Like Goya, Freud pursued the human body in extremis. Unlike Goya, however, Freud conveyed the extremis in Intimist surroundings. Men and women strained under the awful oppression of corpulence or morbid obesity or simple silence at the display of their milky, sun-deprived flesh; they pushed against restricting confines of floor, furniture, and the edge of the canvas itself.

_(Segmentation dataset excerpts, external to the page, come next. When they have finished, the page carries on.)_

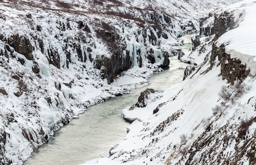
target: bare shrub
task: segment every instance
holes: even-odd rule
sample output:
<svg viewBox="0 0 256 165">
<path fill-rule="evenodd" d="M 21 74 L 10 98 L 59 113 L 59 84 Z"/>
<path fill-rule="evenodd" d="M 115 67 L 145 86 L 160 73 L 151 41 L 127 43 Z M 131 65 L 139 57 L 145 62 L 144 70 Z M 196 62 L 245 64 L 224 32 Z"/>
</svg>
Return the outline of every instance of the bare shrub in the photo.
<svg viewBox="0 0 256 165">
<path fill-rule="evenodd" d="M 22 80 L 20 80 L 19 81 L 18 84 L 21 90 L 27 92 L 29 91 L 27 88 L 27 85 L 26 83 L 25 83 Z"/>
<path fill-rule="evenodd" d="M 219 105 L 217 105 L 215 107 L 213 108 L 211 110 L 213 111 L 213 115 L 218 114 L 220 116 L 224 114 L 225 109 L 224 107 L 221 107 Z"/>
<path fill-rule="evenodd" d="M 180 153 L 183 155 L 185 154 L 188 152 L 188 151 L 189 151 L 189 145 L 186 145 L 182 146 L 180 149 Z"/>
<path fill-rule="evenodd" d="M 238 82 L 234 85 L 234 88 L 235 90 L 234 95 L 236 98 L 241 97 L 246 91 L 249 90 L 250 88 L 250 87 L 247 87 L 245 84 L 240 84 Z"/>
<path fill-rule="evenodd" d="M 184 144 L 187 140 L 187 136 L 186 134 L 183 134 L 180 135 L 180 143 L 182 144 Z"/>
<path fill-rule="evenodd" d="M 202 124 L 204 126 L 204 127 L 205 129 L 205 130 L 207 131 L 210 131 L 211 130 L 211 118 L 209 117 L 206 119 L 203 120 L 202 121 Z"/>
<path fill-rule="evenodd" d="M 58 7 L 67 9 L 70 9 L 72 8 L 70 6 L 70 4 L 68 3 L 66 3 L 63 2 L 60 2 L 58 1 L 57 1 L 56 2 L 56 6 Z"/>
<path fill-rule="evenodd" d="M 247 130 L 249 127 L 254 121 L 255 121 L 256 117 L 253 118 L 251 117 L 247 118 L 246 117 L 245 118 L 242 119 L 240 122 L 240 126 L 239 129 L 238 129 L 238 137 L 242 138 L 243 136 L 246 134 Z"/>
<path fill-rule="evenodd" d="M 224 101 L 226 101 L 228 100 L 230 98 L 231 95 L 232 95 L 232 92 L 229 90 L 227 87 L 222 86 L 221 87 L 221 89 L 218 94 Z"/>
</svg>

Painted applied with a bees-wing delicacy disappeared as the career proceeded. In the last few decades the canvases Freud produced were turbid lakes and seas of roaring, cresting, palpable brushstrokes. Not quite as thickly impastoed as his peers Leon Kossoff, Frank Auerback, or as outre as Bacon, Freud’s later paintings [the fogeyish word “portrait” doesn’t come close to conveying their intensity] recall the stifling interiors of city life where another decrepit building is the only thing heaving into view out the window. Contours, lines, and volumes of the models’ bodies replace, in their geographic fecundity, any need for a room with a better view.

* * * * *

Cy Twombly [1928-2011] in contrast, offered his viewers nothing but views, or at least the under-coat of views. There is in Twombly, unlike Freud, never a figurative or representational temptation. Great historical subjects like Lepanto, or mythological figures like Leda and Apollo, are rendered in scrawls or generous swirls of color. Other canvases are tightly woven and populated with markings in pencil or oil stick.

Twombly was a U.S.-born painter who spent most of his adult life in southern Europe, principally in Rome, with his spouse Tatiana Franchetti.